Click on "Solve!" to solve the Sudoku game, and on "Reset" to clear the grid and start again. The grid is filled with a sample Sudoku game, just reset the game and introduce the initial number clues of the Sudoku game you want to solve. Click on any cell to edit its content. You can also type any initial clues you like as long as they satisfy the Sudoku rules, but be aware that, in that case, the solution may not me unique.
The rules to solve a Sudoku game are simple, fill in the empty cells with numbers from 1 to 9 such that: (i) each row and column in the grid contains all numbers from 1 to 9 and (ii) each square in the grid also contains all numbers from 1 to 9. A number of algorithms are able to solve most Sudoku games efficiently. Here, we implement a constraint-based approach in which we transform the Sudoku game into an Integer Linear Program (ILP). An ILP optimizes a linear objective function over a feasible domain, which is defined by a set of linear constraints, plus the addition that all variables must have integer values. Thus, solving the Sudoku game translates to finding a feasible solution to our ILP.
Each cell in the Sudoku grid, situated in row $i$ and column $j$ has 9 binary variables assigned: $x_{ijn} \;\,\forall n \in {1,...,9}$. These variables represent all possible values that a cell can have, for instance, if the cell in the first row and first column on the grid has a value of 1, then $x_{111} = 1$. After defining the binary variables, it isn't hard to define an ILP whose solution will be a Sudoku solution:
$\max\limits_{x} \; 0$
s.t.
$\sum\limits_{n=1}^{9} x_{ijn} = 1 \;\; \,\forall i,j \;\; (1)$
$\sum\limits_{j=1}^{9} x_{ijn} = 1 \;\; \,\forall i,n \;\; (2)$
$\sum\limits_{i=1}^{9} x_{ijn} = 1 \;\; \,\forall j,n \;\; (3)$
$\sum\limits_{i,j \in \; \text{S}} x_{ijn} = 1 \;\; \,\forall \; \text{S} \;,n \;\; (4)$
$x_{ijn} = 1 \;\; \,\forall i,j,n \in \text{I} \;\; (5)$
The constraints in this ILP define the feasible Sudoku solution space. Specifically, the constraints in (1) guarantee that each cell in the grid gets only one number $n$ assigned, the constraints in (2) and in (3) restrict rows and columns, respectively, to have all numbers from 1 to 9 and the constraints in (4) guarantee that all squares (S) in the grid contain all numbers from 1 to 9. Finally, the constraints in (5) enforce the initial clues that you typed in before solving. To this end, it constraints each variable in the set of initial clues $\text{I}$ to have a value of 1, for instance, in the sample Sudoku, the cell in the first row and the second column has a value of 2, hence $x_{112} = 1 \,$ is included in the set of constraints in (5).

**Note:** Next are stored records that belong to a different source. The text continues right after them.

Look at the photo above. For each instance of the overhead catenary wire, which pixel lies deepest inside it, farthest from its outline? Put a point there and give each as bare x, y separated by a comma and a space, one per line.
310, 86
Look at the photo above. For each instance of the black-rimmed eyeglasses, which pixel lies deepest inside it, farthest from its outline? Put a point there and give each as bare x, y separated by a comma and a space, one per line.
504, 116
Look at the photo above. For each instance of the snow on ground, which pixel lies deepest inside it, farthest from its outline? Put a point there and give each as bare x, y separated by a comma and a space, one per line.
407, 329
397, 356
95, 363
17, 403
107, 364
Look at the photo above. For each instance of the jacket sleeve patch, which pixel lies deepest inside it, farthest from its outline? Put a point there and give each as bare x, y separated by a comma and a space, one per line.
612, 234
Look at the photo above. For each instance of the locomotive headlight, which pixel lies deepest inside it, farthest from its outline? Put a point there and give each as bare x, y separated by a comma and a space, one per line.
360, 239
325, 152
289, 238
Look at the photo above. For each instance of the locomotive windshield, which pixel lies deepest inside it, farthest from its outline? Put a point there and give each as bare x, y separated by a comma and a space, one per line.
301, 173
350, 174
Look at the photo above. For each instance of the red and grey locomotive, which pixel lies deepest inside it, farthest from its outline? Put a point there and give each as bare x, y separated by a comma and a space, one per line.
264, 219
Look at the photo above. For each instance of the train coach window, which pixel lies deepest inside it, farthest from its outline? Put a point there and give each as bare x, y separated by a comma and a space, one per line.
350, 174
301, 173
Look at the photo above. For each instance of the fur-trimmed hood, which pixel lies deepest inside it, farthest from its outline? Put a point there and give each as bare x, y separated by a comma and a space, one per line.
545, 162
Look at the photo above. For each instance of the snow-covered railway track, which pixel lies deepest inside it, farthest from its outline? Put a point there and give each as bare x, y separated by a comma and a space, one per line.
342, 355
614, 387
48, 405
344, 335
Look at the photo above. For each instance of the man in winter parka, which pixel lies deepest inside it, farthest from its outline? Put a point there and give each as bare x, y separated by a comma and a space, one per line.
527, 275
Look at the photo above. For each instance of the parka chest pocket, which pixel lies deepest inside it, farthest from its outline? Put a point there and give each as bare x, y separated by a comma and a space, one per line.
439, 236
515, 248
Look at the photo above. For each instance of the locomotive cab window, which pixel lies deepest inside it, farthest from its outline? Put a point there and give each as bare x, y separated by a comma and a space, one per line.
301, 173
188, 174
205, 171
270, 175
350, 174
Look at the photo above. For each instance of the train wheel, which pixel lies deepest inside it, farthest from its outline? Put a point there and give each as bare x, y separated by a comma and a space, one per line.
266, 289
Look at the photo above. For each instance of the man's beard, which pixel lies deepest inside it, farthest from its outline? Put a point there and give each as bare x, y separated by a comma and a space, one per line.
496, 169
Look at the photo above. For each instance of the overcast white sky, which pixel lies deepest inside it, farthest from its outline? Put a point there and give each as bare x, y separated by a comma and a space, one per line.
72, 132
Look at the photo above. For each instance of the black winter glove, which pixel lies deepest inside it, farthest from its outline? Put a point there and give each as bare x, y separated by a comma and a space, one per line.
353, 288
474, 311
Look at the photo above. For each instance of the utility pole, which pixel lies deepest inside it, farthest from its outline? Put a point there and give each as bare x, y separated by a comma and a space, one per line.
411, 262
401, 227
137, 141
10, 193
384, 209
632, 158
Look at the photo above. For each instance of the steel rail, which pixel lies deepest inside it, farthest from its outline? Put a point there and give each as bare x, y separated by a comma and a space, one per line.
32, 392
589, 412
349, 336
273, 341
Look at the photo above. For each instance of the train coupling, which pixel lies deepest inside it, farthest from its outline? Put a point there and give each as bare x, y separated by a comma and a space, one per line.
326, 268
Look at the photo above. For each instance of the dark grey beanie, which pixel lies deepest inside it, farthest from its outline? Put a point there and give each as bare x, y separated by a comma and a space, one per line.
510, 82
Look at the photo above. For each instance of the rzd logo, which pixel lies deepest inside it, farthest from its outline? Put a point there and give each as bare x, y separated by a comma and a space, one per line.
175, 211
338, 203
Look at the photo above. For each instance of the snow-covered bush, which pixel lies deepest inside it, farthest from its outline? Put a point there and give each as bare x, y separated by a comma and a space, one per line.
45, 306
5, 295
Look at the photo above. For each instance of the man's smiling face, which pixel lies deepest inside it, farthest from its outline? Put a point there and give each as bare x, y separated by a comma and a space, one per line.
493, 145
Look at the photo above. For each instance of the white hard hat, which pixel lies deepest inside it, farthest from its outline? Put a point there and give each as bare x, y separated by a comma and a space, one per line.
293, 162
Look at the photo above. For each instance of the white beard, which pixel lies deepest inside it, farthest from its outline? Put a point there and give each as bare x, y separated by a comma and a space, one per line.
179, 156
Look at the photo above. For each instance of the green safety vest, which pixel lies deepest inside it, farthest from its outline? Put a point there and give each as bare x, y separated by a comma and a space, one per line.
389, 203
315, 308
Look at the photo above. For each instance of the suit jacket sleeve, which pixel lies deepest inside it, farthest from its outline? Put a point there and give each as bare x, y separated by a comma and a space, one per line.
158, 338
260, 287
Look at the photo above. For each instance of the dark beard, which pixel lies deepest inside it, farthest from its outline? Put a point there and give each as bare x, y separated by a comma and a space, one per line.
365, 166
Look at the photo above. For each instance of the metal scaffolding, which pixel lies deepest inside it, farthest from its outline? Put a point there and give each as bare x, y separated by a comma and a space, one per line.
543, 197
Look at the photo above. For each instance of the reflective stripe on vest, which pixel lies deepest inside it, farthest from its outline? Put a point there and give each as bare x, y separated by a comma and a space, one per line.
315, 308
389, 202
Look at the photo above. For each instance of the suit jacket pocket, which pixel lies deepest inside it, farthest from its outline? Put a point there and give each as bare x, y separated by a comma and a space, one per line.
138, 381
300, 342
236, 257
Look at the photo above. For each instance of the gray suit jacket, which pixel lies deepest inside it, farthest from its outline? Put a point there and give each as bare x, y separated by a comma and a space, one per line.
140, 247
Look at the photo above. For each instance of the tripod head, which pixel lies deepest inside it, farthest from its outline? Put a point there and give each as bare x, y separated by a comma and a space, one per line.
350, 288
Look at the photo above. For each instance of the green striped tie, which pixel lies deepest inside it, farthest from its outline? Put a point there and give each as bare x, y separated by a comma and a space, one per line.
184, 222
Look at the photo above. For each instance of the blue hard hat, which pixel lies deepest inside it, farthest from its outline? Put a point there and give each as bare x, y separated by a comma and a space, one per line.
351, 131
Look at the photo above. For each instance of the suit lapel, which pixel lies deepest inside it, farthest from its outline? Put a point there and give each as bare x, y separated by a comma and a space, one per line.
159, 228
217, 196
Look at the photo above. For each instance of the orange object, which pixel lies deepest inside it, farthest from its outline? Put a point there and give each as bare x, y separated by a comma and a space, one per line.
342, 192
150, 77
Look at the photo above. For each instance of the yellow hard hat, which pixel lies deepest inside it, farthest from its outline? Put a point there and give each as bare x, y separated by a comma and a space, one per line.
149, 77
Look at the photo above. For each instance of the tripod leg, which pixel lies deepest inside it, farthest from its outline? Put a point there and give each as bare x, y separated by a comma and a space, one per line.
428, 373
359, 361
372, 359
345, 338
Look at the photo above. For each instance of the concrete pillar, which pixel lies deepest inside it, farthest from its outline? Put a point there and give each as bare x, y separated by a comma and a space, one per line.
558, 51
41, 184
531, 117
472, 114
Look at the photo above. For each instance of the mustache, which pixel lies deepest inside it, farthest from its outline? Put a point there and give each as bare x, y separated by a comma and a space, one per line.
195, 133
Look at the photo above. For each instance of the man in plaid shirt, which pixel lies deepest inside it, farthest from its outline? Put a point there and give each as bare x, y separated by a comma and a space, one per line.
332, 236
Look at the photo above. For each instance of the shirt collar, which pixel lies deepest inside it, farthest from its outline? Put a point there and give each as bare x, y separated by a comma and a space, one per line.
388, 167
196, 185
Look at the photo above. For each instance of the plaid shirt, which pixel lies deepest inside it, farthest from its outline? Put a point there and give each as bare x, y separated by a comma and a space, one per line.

As a side note, we do not care about the objective function of the ILP, here set to maximize a constant! This is because a proper Sudoku game, that is, one with the correct set of initial clues, has only one possible solution. Therefore, the feasible space defined by all constraints, including the proper initial clues, contains only one solution, and the optimization of any objective function will render it as a result. However, if an insufficient number of initial clues is given, the feasible space can contain more than one solution. In this case, the algorithm behind the ILP solver—Glpk.js in this case—will retrieve the first feasible solution it encounters.